Background: Cyclophosphamide and infliximab are recommended as induction therapies for severe Behçet's syndrome. Whether infliximab is safer and more effective than cyclophosphamide in treating severe Behçet's syndrome is not known.

Methods: In this phase 2, Bayesian, multicenter randomized controlled trial, we assigned patients fulfilling the International Study Group's criteria for Behçet's syndrome who had major vascular or central nervous system involvement to receive either intravenous infliximab (5 mg/kg at weeks 0, 2, 6, 12, and 18) or cyclophosphamide (0.7 g/m2 intravenously at weeks 0, 4, 8, 12, 16, and 20, with a maximal dose of 1.2 g/infusion). All patients received the same glucocorticoid regimen. The primary outcome was complete response (clinical, biological, and radiological remission with a daily prednisone dose ≤0.1 mg/kg) at week 22.

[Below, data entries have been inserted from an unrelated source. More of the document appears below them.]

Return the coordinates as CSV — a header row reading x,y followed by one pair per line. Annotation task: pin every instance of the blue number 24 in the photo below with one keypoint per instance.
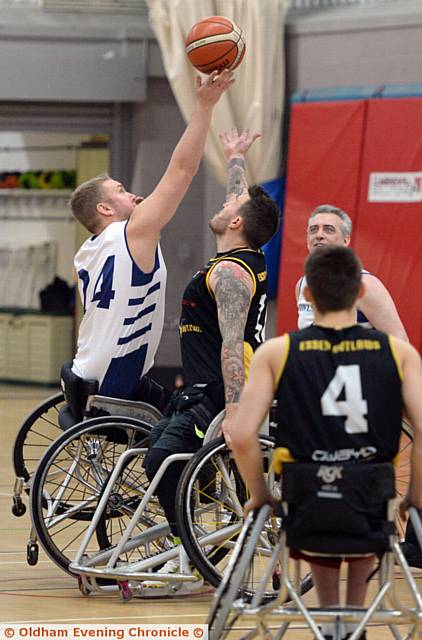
x,y
103,289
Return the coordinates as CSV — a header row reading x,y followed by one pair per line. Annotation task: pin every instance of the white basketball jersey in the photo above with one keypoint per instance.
x,y
123,312
306,313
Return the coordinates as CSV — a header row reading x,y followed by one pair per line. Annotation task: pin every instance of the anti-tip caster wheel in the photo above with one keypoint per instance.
x,y
125,591
32,553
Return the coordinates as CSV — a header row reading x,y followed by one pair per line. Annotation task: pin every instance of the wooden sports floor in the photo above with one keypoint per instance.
x,y
45,594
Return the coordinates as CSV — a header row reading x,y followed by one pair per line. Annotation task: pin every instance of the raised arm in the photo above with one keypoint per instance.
x,y
379,308
235,147
411,367
153,213
233,289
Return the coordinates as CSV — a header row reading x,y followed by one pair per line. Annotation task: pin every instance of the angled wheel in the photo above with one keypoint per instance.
x,y
39,429
210,503
69,481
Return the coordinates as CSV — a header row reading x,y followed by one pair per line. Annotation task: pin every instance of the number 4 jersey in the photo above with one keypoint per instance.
x,y
339,396
123,312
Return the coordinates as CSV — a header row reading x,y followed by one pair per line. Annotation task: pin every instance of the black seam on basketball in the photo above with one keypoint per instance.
x,y
199,66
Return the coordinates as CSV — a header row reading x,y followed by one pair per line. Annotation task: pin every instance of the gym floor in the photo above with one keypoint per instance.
x,y
46,594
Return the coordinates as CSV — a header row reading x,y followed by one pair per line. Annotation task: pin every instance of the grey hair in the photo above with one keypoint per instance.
x,y
346,223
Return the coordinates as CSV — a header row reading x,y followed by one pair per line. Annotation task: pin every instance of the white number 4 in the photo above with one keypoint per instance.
x,y
353,407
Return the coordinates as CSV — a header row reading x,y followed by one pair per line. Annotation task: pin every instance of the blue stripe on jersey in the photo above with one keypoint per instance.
x,y
135,301
139,315
140,278
135,335
123,374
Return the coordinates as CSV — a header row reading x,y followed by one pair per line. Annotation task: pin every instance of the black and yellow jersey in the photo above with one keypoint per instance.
x,y
200,337
339,396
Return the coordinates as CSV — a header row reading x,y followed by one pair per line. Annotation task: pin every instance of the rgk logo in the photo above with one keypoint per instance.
x,y
329,473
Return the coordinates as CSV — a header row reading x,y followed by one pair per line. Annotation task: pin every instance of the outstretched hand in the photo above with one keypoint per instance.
x,y
235,144
209,92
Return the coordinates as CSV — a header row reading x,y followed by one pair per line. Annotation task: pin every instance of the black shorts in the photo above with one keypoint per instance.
x,y
325,561
177,433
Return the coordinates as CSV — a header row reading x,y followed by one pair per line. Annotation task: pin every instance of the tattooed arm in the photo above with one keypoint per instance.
x,y
235,147
233,289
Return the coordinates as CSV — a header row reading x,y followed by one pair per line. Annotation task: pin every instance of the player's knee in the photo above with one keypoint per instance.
x,y
153,461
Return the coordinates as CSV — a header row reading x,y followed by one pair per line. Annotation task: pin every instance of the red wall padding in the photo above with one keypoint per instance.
x,y
333,147
389,238
325,142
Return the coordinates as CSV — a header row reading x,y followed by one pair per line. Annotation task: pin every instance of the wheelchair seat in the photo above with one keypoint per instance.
x,y
76,391
336,511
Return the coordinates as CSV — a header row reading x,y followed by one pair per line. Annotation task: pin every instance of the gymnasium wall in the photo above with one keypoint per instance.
x,y
334,148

Results: Between May 2018 and April 2021, 52 patients with severe Behçet's syndrome (n=37 [71%] with vascular Behçet's syndrome and n=15 [29%] with neuro-Behçet's syndrome) were randomly assigned to receive either infliximab or cyclophosphamide. Complete response was achieved by 22 out of 27 (81%) and 14 out of 25 (56%) patients in the infliximab and cyclophosphamide treatment groups, respectively (estimated difference, 29.8 percentage points; 95% credible interval, 6.6 to 51.7). The posterior probability that at least 70% of treated individuals achieved complete response by week 22 was 97.4% for infliximab and 6.0% for cyclophosphamide. Overall, adverse events were recorded in 8 out of 27 (29.6%) patients receiving infliximab and 16 out of 25 (64%) patients receiving cyclophosphamide (estimated difference, -32.3 percentage points; 95% credible interval, -55.2 to -6.6). Serious adverse events were reported in 15% and 12% of patients receiving infliximab and cyclophosphamide, respectively.

Conclusions: Among patients with severe Behçet's syndrome, induction therapy with infliximab had a superior complete response rate at 22 weeks and fewer adverse events than induction with cyclophosphamide. (Funded by the French Ministry of Health.).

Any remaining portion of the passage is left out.